The genetic architecture of the epilepsies, as told by 8,500 gene panels

Epilepsy gene panel. Testing for genetic causes in human epilepsy is typically performed using gene panels. In contrast to our research-based exome studies in an academic setting, much of the gene panel testing is performed through commercial laboratories and much of the existing data is usually inaccessible to the scientific community. In a recent publication in Epilepsia, a large US-based diagnostic laboratory reports on some of their existing data on epilepsy gene panels by reporting the results of more than 8500 epilepsy gene panels – a cohort size that is more than five times larger than any prior exome or gene panel study in the epilepsy field. I was asked to write an editorial on this publication, and I also wanted summarize on our blog three key messages that you can take away from this study.

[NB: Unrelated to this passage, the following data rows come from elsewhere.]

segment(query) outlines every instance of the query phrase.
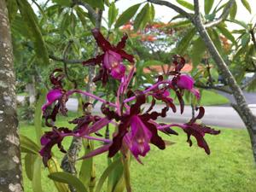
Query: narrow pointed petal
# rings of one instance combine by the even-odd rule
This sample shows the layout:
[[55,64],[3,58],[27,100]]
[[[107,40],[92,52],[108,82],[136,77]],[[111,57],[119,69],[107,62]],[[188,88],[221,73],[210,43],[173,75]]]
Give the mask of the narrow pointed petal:
[[100,148],[96,148],[93,151],[90,151],[90,153],[84,155],[83,157],[79,158],[77,160],[88,159],[88,158],[94,157],[94,156],[96,156],[98,154],[103,154],[103,153],[105,153],[106,151],[108,150],[109,147],[110,147],[110,144],[103,145],[103,146],[102,146],[102,147],[100,147]]
[[116,49],[123,49],[125,47],[127,38],[128,38],[128,35],[126,33],[125,33],[121,41],[119,43],[118,43],[118,44],[116,45]]
[[48,106],[50,106],[55,101],[60,99],[61,97],[61,96],[62,96],[61,90],[55,89],[55,90],[49,90],[46,96],[47,102],[42,107],[42,110],[45,111],[45,109]]
[[94,125],[92,125],[90,127],[89,127],[89,134],[98,131],[99,130],[106,126],[108,124],[109,124],[110,121],[111,120],[109,120],[108,118],[102,118],[102,119],[98,120]]
[[127,54],[125,50],[120,49],[117,51],[124,59],[126,59],[131,63],[134,63],[134,56],[132,55]]
[[97,28],[93,29],[92,34],[93,34],[93,37],[95,38],[95,39],[96,40],[98,46],[103,51],[112,49],[112,46],[111,46],[110,43],[103,37],[103,35],[101,33],[99,29],[97,29]]

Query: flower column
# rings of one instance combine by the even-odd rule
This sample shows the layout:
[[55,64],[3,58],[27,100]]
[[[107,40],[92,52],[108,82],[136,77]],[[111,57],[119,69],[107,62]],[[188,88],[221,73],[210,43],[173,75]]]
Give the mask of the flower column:
[[0,0],[0,191],[23,191],[15,78],[8,11]]

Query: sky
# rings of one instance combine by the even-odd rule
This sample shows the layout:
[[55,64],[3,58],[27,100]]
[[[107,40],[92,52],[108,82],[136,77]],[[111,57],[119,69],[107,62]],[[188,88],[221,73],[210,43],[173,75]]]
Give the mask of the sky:
[[[95,0],[97,1],[97,0]],[[112,0],[109,0],[110,2]],[[176,0],[166,0],[169,2],[172,2],[174,4],[178,5],[176,3]],[[227,2],[228,0],[223,0],[223,2]],[[236,0],[237,3],[237,14],[236,14],[236,18],[237,20],[243,20],[247,23],[250,22],[251,20],[253,18],[253,21],[256,22],[256,0],[247,0],[251,5],[252,8],[252,14],[250,14],[241,4],[241,0]],[[45,0],[38,0],[38,3],[44,3]],[[145,2],[145,0],[119,0],[118,3],[116,3],[116,7],[119,9],[119,14],[125,11],[126,9],[131,7],[133,4],[137,4],[139,3]],[[193,0],[188,0],[188,2],[193,3]],[[203,3],[204,0],[199,0],[201,3],[201,10],[203,10]],[[219,0],[215,0],[215,4],[218,3]],[[34,9],[37,9],[36,6],[32,6]],[[143,6],[142,6],[143,7]],[[214,7],[214,5],[213,5]],[[173,16],[177,15],[177,12],[174,10],[171,9],[170,8],[165,7],[165,6],[160,6],[160,5],[155,5],[155,17],[156,19],[163,21],[163,22],[168,22]],[[187,10],[189,11],[189,10]],[[105,11],[104,16],[107,18],[108,17],[108,11]],[[228,27],[230,30],[233,29],[238,29],[239,26],[236,24],[228,24]]]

Distribution of genes. Distribution of pathogenic/likely pathogenic variants in > 8,500 gene panels. Four genes (SCN1A, KCNQ2, CDKL5, SCN2A) account for 50% of all pathogenic/likely pathogenic variants and SCN1A alone accounts for almost one fourth of all variants. 80% of the identified variant belong to only 13 gene, including SCN1A, KCNQ2, CDKL5, SCN2A, PCDH19, STXBP1, PRRT2, SLC2A1, MECP2, SCN8A, UBE3A, TSC2, and GABRG2.

Summary.The study by Lindy and collaborators looks at the diagnostic results in 8565 patients with epilepsy and neurodevelopmental disorders who were tested via a gene panel of 70 genes for epilepsies and related neurodevelopmental disorders. The authors find pathogenic or likely pathogenic variants in roughly 15% patients and identify SCN1A and KCNQ2  as the most common genes. Of the 70 genes tested, only 22 genes had a high yield of positive findings, while 16 genes did not show a single positive finding. Here are three key messages of this publication.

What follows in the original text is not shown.